Woolf offered two pieces of advice for remaining civilized in the professional world.  The first is straight forward, and I commend it to you without reservation: that you “help all qualified people, of whatever sex, class or color, to enter your profession.” Support others as they begin their journey up the professional ladder, rather than paying attention solely to your own progress to the top.  And watch out for the assumption that only certain kinds of people are fit to do your work; that is exactly the assumption that kept women out of the professions for so long.

But Woolf’s second piece of advice is much harsher.  I offer it to you with considerable diffidence:  she asks that we keep in touch with what she calls “the four great teachers” of women in the past, the factors which have made us what we are --- “poverty, chastity, derision, and freedom from unreal loyalties.”  By poverty, she means that you should set out to earn enough to live on, enough “to buy that modicum of health, leisure, knowledge and so on that is needed for the full development of body and mind,” but not a penny more.  By chastity, she means avoiding what she calls “adultery of the brain”: when you have made enough to live on, you must refuse to sell your brain for money, and should give your professional knowledge for nothing to those who need it and cannot pay.  By derision, she means refusing all badges and honors and “ways of advertising merit,” believing that “ridicule, obscurity and censure are preferable, for psychological reasons, to fame and praise.” And by freedom from unreal loyalties, freedom from excessive pride in family, institutions, nationality.

You can see why I offer this advice, which is a feminist version of advice given by several great moral and religious teachers over the centuries, with diffidence.  In our California seminars, we wrestled with Woolf’s challenge, and recognized that we have all come to terms with life in other ways.
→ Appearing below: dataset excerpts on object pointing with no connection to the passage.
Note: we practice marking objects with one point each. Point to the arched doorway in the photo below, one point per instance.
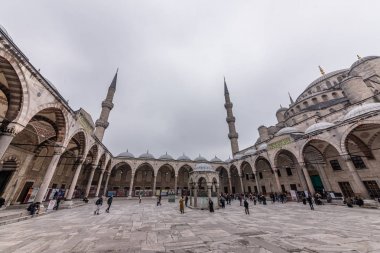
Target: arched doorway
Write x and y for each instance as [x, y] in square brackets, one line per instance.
[165, 180]
[223, 179]
[183, 179]
[143, 182]
[120, 180]
[363, 147]
[265, 177]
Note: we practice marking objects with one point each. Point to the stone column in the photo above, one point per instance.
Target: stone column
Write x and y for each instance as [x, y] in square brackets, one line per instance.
[277, 181]
[99, 182]
[325, 179]
[308, 180]
[241, 183]
[355, 175]
[131, 185]
[257, 182]
[175, 184]
[106, 184]
[49, 173]
[6, 136]
[230, 184]
[88, 187]
[75, 179]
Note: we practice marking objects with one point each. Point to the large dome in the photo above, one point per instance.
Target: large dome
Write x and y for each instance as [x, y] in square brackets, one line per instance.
[362, 109]
[216, 160]
[288, 130]
[204, 167]
[126, 154]
[318, 126]
[250, 151]
[183, 157]
[146, 156]
[166, 157]
[200, 159]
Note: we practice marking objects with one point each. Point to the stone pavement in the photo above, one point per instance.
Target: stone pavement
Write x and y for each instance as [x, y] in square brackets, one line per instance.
[133, 227]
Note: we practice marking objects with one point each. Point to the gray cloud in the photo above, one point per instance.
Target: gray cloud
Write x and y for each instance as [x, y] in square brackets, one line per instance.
[173, 55]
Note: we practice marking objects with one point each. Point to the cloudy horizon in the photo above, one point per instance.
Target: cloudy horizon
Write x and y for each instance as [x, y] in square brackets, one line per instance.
[172, 58]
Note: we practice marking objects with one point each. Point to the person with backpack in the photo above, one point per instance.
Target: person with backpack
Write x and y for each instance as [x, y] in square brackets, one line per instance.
[109, 202]
[98, 204]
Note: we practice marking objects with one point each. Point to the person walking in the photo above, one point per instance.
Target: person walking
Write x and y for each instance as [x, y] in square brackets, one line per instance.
[210, 205]
[109, 203]
[246, 204]
[98, 204]
[181, 206]
[310, 200]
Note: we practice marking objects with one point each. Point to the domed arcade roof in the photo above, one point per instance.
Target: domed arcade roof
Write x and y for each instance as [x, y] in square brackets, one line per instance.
[288, 130]
[362, 109]
[318, 126]
[203, 167]
[200, 159]
[146, 156]
[216, 160]
[183, 158]
[126, 154]
[166, 157]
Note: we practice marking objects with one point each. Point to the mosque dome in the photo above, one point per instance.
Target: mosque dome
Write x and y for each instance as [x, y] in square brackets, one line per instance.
[361, 60]
[318, 126]
[250, 151]
[146, 156]
[228, 160]
[216, 160]
[200, 159]
[238, 156]
[126, 154]
[263, 146]
[183, 158]
[204, 167]
[288, 130]
[362, 109]
[166, 157]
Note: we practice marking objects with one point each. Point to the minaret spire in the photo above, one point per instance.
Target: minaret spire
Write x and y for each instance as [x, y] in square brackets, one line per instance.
[102, 123]
[232, 134]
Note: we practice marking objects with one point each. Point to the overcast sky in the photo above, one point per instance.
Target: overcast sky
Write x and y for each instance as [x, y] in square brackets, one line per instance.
[172, 56]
We give money away to good causes, and we avoid the particular corruptions which come with believing that large amounts of money are the best way to measure value of performance; but none of us practices poverty, even in Woolf’s sense.  We try to avoid adulterating our brains, becoming too dependent on praise and recognition, and developing too great an attachment to any particular form of loyalty; but we don’t follow austere counsels of Three Guineas.

Our reason is that no one could make headway in the professions by taking her advice literally.  If you want to make a difference in the world for good, you must be willing to work hard and also play by at least some of the rules set up for success in the professions.  Otherwise none will take you seriously, and you won’t be able to accomplish anything at all. 

Yet still, Woolf’s counsel challenged us, as it should challenge you.  My primary charge to you is to give it some thought, occasionally, as you make your way in your profession.  Think of it as one extreme on a spectrum, anchored in your mind to prevent you from moving too quickly all the way to the other end.  When you find yourself becoming too obsessed with how much money you are making, as an end in itself; when you find yourself cutting corners and making compromises on things you believe.  In order to get ahead and not rock the boat; when you begin to get too addicted to praise and honor, and worry too much about censure and ridicule: or when you find yourself so caught up in particular kinds of loyalties that you can no longer see the full humanity of other human beings, take Three Guineas off the shelf as a salutary antidote.

I hope that Wellesley has taught you some lessons of this kind, in a addition to preparing you to success at whatever it is you choose to do.  You are a wonderful group of women – talented, eager, vigorous – and we look forward to watching you change the world for good.  Don’t forget to come back occasionally to report on your progress and refresh your ties with people who care about you here.  May the memories of the beauty of this place bring you serenity in troubled times.  Our blessing and best thoughts go with you.  Good luck to each and all.